Training neural networks without back-propagation

Finding neural network architectures and training networks pose big challenges in machine learning. We unravel novel architectures and propose new algorithms for training our neural networks. Particularly, our training algorithms do not rely upon gradient-based iterative optimization. We focus on solving time-dependent differential equations, both linear and nonlinear, using our neural networks.

Focus Group: Scientific Machine Learning

Prof. Wil Schilders (Eindhoven University of Technology), Alumnus Hans Fischer Senior Fellow (funded by the Siemens AG) | Chinmay Datar (TUM), Doctoral Candidate | Host: Prof. Hans-Joachim Bungartz (TUM)
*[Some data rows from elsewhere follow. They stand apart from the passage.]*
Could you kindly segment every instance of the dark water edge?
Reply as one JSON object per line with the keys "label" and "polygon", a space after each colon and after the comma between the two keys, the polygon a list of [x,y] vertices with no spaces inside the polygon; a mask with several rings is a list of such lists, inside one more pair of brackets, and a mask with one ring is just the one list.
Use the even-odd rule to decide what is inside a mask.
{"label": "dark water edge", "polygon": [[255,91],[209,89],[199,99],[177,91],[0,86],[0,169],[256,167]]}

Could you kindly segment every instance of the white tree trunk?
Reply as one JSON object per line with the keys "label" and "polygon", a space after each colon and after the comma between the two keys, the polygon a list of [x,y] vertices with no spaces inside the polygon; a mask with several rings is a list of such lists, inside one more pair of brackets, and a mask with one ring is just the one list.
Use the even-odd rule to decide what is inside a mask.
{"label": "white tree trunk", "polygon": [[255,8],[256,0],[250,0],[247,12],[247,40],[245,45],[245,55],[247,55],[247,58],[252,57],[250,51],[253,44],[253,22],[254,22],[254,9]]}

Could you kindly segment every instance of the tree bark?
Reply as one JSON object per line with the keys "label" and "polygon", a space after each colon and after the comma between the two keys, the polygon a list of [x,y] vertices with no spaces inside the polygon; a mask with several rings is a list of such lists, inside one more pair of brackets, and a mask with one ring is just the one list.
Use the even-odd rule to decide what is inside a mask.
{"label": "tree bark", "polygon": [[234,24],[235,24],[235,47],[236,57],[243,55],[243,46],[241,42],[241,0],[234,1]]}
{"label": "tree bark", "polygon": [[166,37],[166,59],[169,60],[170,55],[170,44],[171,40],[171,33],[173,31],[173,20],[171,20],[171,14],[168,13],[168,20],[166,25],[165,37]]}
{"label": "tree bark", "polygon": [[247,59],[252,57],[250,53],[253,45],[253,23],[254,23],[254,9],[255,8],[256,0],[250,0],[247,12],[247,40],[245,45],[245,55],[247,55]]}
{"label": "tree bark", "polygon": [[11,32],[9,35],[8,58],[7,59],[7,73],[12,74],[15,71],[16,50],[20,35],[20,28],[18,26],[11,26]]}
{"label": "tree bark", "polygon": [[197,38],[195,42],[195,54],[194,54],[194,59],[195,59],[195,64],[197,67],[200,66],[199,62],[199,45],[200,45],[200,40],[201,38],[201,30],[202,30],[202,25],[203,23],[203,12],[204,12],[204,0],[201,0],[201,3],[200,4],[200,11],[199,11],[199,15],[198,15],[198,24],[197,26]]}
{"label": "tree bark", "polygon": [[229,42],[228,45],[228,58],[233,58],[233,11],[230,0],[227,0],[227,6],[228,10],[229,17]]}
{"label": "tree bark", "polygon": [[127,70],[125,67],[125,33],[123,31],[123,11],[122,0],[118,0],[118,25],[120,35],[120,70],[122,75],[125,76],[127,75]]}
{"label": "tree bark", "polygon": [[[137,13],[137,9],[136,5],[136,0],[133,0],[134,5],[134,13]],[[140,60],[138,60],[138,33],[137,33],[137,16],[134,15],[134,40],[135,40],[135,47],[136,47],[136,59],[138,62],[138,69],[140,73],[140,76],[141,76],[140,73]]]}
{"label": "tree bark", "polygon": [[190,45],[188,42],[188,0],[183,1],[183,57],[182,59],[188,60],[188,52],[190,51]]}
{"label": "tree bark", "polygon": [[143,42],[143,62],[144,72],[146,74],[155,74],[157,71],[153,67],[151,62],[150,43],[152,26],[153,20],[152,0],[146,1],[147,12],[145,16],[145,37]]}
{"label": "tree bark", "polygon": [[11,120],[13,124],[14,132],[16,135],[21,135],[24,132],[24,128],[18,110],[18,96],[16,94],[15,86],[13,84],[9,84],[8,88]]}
Motivation and focus of the work:

Differential equations model diverse phenomena, from quantum systems to celestial motion, making the approximation of partial differential equations (PDEs) central to computational science. Traditional mesh-based methods such as finite differences, volumes, and elements are well established but face challenges with complex domains and high-dimensional problems. Artificial neural networks offer a promising, mesh-free alternative with high expressivity, the ability to handle high dimensions, and advanced tools for automatic differentiation. Yet significant challenges remain:

1) Finding appropriate neural network architecture: This typically involves extensive experimentation with a lot of trial and error and dealing with a high-dimensional hyper-parameter space, which can often entail significant computational costs.

2) Difficulties in training neural networks: The most pressing challenges in training neural networks are vanishing and exploding gradients, long training times, low accuracy, and inability to capture high-frequency temporal dynamics in the functions to be approximated.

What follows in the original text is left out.